Solitary fibrous tumors of pleura and lung: report of twelve cases

Abstract
Solitary fibrous tumors (SFTs) of pleura and lung are rare primary tumors that arise from the submesothelial tissue and usually show a benign clinical course. Immuno-histochemical analysis is used to make the diagnosis. We have reviewed our experience to obtain a better understanding of this disease. In this study, we reviewed 12 patients who had undergone a surgical resection for treatment of benign solitary fibrous tumors (SFTs) of pleura and lung during the period from 2006 to 2012. Following excision, the most essential characteristic on histopathology was nonatypical spindle-shaped tumor cells on a collagenous background. Keloid-type collagen, hypocellular and hypercellular areas could be observed in all the cases.
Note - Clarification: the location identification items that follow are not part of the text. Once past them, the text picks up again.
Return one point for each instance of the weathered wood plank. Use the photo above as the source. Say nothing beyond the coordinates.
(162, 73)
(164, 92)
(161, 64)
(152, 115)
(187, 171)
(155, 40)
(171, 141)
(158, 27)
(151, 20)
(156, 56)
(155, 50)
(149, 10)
On immuno-histochemical analysis, we found that mesenchymal markers such as CD34, bcl-2 and vimentin were positive, and S-100 protein and desmin were negative. In addition, Ki-67 was positive in approximately 5% of the tumor cells, but C-kit protein was not detected. If the result for CD34 was negative, expression of bcl-2 was positive. Complete resection was performed through thoracotomy, including 8 cases that involved video-assisted thoracic surgery (VATS). The postoperative courses were uneventful, and there was no recurrence during 3-65 (mean 25) months of follow-up. Complete resection of SFTs is usually curative. Morphological and pathological features are important in distinguishing them from other tumors and in predicting clinical behaviour.